Install on GCP

Materialize provides a set of modular Terraform modules that can be used to deploy all services required for Materialize to run on Google Cloud. The module is intended to provide a simple set of examples on how to deploy Materialize. It can be used as is or modules can be taken from the example and integrated with existing DevOps tooling.

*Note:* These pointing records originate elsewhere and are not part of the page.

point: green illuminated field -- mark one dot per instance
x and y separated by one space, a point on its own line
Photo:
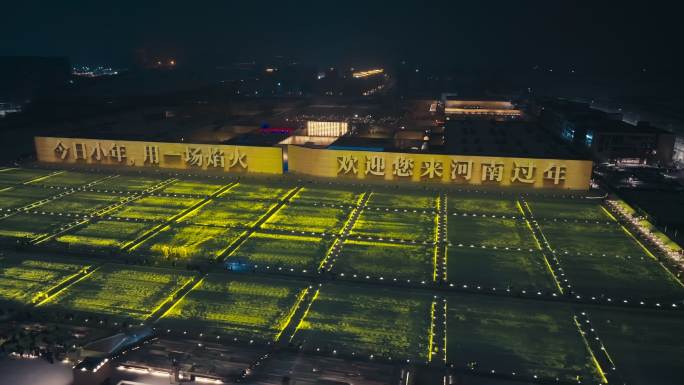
568 209
326 195
470 205
386 260
19 196
282 251
498 268
27 226
646 348
248 191
127 183
238 306
13 176
229 213
490 232
251 265
582 238
410 200
618 277
121 291
70 179
308 218
192 187
23 279
104 234
80 202
395 225
189 242
382 322
508 335
156 208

Self-managed Materialize requires: a Kubernetes (v1.31+) cluster; PostgreSQL as a metadata database; blob storage; and a license key. The example on this page deploys a complete Materialize environment on GCP using the modular Terraform setup from this repository.

WARNING!

The Terraform modules used in this tutorial are intended for evaluation/demonstration purposes and for serving as a template when building your own production deployment. The modules should not be directly relied upon for production deployments: future releases of the modules will contain breaking changes. Instead, to use as a starting point for your own production deployment, either:

  • Fork the repo and pin to a specific version; or

  • Use the code as a reference when developing your own deployment.

What Gets Created

This example provisions the following infrastructure:

Networking

Resource Description
VPC Network Custom VPC with auto-create subnets disabled
Subnet 192.168.0.0/20 primary range with private Google access enabled
Secondary Ranges Pods: 192.168.64.0/18, Services: 192.168.128.0/20
Cloud Router For NAT and routing configuration
Cloud NAT For outbound internet access from private nodes
VPC Peering Service networking connection for Cloud SQL private access

Compute

Resource Description
GKE Cluster Regional cluster with Workload Identity enabled
Generic Node Pool e2-standard-8 machines, autoscaling 2-5 nodes, 50GB disk, for general workloads
Materialize Node Pool n2-highmem-8 machines, autoscaling 2-5 nodes, 100GB disk, 1 local SSD, swap enabled, dedicated taints for Materialize workloads
Service Account GKE service account with workload identity binding

Database

Resource Description
Cloud SQL PostgreSQL Private IP only (no public IP)
Tier db-custom-2-4096 (2 vCPUs, 4GB memory)
Database materialize database with UTF8 charset
User materialize user with auto-generated password
Network Connected via VPC peering for private access

Storage

Resource Description
Cloud Storage Bucket Regional bucket for Materialize persistence
Access HMAC keys for S3-compatible access (Workload Identity service account with storage permissions is configured but not currently used by Materialize for GCS access, in future we will remove HMAC keys and support access to GCS either via Workload Identity Federation or via Kubernetes ServiceAccounts that impersonate IAM service accounts)
Versioning Disabled (for testing; enable in production)

Kubernetes Add-ons

Resource Description
cert-manager Certificate management controller for Kubernetes that automates TLS certificate provisioning and renewal
Self-signed ClusterIssuer Provides self-signed TLS certificates for Materialize instance internal communication (balancerd, console). Used by the Materialize instance for secure inter-component communication.

Materialize

Resource Description
Operator Materialize Kubernetes operator in the materialize namespace
Instance Single Materialize instance in the materialize-environment namespace
Load Balancers GCP Load Balancers for access to Materialize
Port Description
6875 For SQL connections to the database
6876 For HTTP(S) connections to the database
8080 For HTTP(S) connections to Materialize Console

Prerequisites

GCP Account Requirements

A Google account with permission to:

  • Enable Google Cloud APIs/services on for your project.
  • Create:
    • GKE clusters
    • Cloud SQL instances
    • Cloud Storage buckets
    • VPC networks and networking resources
    • Service accounts and IAM bindings

Required Tools

License Key

License key type Deployment type Action
Community New deployments

To get a license key:

Community Existing deployments Contact Materialize support.
Enterprise New deployments Visit https://materialize.com/self-managed/enterprise-license/ to purchase an Enterprise license.
Enterprise Existing deployments Contact Materialize support.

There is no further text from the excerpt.